7. In the discussions I had with McCloy on Sunday, he was of the view, in which I concur, that either substantial concessions should be made to the Federal Republic or we had better not move. It seems to me that a miserly extension of freedom will be of no avail. I discussed with him the idea of suspending controls in certain fields, including foreign affairs, and found that the tentative results of his thinking seems to make him at least sympathetic to this approach. He will no doubt comment to the Department on this message. It is worth remembering that our original purpose in drafting the Occupation Statute was to exclude the Germans completely from the field of foreign affairs. However, what has happened is that, whenever Adenauer or other German leaders make speeches, the German position on foreign affairs questions is stated and is so accepted by the world. This has happened in connection with the Council of Europe, the Saar and other matters. Would it not be better for the Germans to have an official status and to conduct their diplomatic relations in a more normal way? If they were to do so, we would probably have at least equal, if not greater, opportunity to exercise influence on them than we have now.

8. As I understand it, the Department’s view as expressed in Tosig 45 and Tosig 28 is substantially that proposed in Sigto 26. The question of when to state a tentative US position is one of tactics. If we are clear, as it would appear to me that we are, on the objective of the US Government, I believe that the time to develop our position in the discussions is now. I strongly urge that I be authorized to do so. Otherwise we may be only twiddling our thumbs.

9. I appreciate the difficulty confronting the Department in dealing with certain other points notably the matters relating to German internal affairs such as the review of German legislation and the question of economic controls. I believe that these and controls to insure respect for basic law and land constitutions are most important subjects and therefore recommend that Department and HICOG should give high priority to formulating positions on them.

10. In addition to foregoing points on Occupation Statute, it will be necessary for us in immediate future to begin to take at least tentative positions in respect to certain other points.
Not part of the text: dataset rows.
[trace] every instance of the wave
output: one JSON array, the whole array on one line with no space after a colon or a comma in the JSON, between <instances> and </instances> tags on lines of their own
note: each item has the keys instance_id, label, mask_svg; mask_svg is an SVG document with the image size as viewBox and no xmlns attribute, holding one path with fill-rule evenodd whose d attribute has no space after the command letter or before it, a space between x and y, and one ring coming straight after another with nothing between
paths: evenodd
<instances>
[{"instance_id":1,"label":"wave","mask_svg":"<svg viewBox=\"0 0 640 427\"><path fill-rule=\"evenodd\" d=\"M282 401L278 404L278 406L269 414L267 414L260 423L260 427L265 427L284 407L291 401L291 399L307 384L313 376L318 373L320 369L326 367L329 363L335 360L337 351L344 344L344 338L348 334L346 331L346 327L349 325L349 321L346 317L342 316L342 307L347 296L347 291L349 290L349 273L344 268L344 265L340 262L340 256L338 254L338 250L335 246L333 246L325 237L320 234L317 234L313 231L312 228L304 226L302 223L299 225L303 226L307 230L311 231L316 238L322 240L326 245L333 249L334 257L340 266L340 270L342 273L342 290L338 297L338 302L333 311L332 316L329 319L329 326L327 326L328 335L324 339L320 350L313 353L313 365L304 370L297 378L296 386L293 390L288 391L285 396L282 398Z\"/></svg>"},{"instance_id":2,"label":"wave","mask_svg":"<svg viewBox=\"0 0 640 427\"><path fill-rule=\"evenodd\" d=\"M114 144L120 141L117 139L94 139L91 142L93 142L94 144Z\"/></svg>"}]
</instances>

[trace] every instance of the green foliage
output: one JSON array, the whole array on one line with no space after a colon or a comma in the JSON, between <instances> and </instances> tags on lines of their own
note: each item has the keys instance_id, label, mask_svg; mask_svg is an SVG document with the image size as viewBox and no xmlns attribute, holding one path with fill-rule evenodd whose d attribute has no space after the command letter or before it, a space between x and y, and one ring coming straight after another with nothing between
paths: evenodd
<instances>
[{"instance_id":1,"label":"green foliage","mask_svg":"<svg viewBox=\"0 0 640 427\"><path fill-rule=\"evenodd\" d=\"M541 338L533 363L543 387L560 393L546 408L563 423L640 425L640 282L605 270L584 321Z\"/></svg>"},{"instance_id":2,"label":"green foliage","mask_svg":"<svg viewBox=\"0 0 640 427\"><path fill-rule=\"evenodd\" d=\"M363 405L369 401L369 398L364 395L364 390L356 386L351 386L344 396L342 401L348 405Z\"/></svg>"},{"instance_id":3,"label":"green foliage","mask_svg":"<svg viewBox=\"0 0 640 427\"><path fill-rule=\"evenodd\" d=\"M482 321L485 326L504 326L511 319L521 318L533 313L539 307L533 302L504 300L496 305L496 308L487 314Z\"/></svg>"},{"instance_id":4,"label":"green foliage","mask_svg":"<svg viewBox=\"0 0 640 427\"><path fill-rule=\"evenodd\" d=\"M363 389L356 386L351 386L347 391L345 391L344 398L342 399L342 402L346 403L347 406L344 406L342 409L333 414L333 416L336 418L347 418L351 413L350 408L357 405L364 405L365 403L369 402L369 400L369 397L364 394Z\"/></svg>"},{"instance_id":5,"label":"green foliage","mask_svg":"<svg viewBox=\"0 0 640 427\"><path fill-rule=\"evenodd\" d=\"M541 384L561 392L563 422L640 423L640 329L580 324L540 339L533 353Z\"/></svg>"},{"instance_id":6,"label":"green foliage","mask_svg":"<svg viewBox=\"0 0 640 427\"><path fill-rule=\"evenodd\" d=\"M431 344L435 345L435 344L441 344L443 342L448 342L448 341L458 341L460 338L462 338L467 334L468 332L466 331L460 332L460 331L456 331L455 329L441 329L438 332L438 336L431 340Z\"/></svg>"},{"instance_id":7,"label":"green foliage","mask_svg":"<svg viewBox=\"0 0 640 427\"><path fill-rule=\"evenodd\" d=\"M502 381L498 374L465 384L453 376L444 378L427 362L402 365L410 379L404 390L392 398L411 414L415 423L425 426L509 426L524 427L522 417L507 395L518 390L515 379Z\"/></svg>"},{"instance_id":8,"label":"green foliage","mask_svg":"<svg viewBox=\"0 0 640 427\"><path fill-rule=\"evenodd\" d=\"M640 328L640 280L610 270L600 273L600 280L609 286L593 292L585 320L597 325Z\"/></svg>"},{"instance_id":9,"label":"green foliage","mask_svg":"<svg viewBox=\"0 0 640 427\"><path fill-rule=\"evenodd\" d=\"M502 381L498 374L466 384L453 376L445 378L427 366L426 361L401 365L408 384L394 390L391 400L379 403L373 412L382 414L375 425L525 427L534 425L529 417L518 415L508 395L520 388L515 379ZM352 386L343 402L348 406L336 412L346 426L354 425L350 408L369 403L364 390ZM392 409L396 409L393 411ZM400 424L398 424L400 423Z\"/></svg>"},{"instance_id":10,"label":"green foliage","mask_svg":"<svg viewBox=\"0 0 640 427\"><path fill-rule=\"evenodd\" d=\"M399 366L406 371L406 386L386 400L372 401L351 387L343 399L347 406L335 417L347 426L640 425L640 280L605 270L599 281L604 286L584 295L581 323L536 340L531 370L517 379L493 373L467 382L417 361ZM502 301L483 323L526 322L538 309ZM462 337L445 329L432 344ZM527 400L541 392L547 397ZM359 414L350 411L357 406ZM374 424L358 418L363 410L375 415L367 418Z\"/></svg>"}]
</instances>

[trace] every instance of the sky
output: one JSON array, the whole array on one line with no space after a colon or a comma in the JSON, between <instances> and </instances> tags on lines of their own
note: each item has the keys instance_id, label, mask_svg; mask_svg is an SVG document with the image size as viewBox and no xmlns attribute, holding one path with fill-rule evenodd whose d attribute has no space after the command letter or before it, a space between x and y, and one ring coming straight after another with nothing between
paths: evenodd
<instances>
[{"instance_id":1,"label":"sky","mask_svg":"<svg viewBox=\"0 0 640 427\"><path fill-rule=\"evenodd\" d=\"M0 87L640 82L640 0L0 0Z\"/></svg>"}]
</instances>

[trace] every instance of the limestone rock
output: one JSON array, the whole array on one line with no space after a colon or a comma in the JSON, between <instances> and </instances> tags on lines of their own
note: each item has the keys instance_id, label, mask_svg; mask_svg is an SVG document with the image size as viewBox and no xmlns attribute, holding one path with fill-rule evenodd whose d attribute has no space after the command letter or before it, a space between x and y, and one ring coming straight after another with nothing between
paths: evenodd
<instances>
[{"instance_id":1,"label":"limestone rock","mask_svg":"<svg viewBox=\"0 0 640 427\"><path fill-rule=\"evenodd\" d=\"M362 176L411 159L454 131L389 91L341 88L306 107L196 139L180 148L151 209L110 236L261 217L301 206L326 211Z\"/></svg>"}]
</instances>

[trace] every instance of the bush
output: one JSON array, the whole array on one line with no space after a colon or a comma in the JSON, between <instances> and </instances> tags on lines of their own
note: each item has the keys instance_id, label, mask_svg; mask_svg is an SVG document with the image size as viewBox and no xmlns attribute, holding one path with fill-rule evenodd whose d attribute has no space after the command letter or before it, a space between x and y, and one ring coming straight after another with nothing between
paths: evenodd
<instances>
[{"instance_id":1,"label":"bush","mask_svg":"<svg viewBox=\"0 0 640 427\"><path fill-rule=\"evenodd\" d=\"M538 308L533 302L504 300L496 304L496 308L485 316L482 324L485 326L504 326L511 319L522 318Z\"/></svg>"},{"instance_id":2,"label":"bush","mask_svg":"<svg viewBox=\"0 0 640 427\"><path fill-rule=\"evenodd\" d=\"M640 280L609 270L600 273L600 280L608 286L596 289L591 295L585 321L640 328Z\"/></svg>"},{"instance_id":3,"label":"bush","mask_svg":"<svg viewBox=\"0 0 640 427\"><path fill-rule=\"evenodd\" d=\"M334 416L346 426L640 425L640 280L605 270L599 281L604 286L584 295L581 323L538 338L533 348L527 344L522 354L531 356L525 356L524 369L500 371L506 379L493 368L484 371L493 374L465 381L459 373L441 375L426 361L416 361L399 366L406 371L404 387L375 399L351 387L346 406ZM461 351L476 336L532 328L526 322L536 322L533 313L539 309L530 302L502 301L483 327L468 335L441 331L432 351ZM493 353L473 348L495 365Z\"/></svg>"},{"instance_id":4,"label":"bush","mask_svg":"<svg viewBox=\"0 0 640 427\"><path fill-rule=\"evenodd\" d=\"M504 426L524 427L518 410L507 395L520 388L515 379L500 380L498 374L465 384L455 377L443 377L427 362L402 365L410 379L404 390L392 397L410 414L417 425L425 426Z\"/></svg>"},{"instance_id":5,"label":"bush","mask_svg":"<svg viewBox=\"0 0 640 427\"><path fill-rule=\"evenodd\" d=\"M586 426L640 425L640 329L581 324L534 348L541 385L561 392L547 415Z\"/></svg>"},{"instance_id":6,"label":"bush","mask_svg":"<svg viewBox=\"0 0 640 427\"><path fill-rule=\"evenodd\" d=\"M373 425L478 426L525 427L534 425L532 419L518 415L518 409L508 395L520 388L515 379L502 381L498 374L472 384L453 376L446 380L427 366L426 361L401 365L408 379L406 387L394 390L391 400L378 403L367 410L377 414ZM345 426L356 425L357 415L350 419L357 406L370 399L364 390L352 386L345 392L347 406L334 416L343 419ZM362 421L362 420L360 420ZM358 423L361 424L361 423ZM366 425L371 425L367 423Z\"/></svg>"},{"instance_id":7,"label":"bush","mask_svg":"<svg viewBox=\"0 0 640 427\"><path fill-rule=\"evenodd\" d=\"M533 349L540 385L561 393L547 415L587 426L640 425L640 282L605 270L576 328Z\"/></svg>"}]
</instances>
These will be covered in separate messages.

Sent Department Sigto 38, priority Frankfort 46, repeated information Paris 76.

  1. June 30, p. 743.
  2. Not printed; it stated inter alia that the Department of State felt that discussion of the Occupation Statute, foreign affairs, and foreign trade should be deferred (396.1–ISG/7–1050).
  3. For documentation on the negotiations for the Occupation Statute in London during early 1949, see Foreign Relations, 1949, vol. iii, pp. 1 ff
  4. Not printed; it reported the U.S. delegation’s preliminary ideas on how to handle the discussion of the Occupation Statute in the first round of conversations and gave its views on the various points of the statute (396.1–ISG/7–850).
  5. Same as telegram 4182, June 12, p. 738.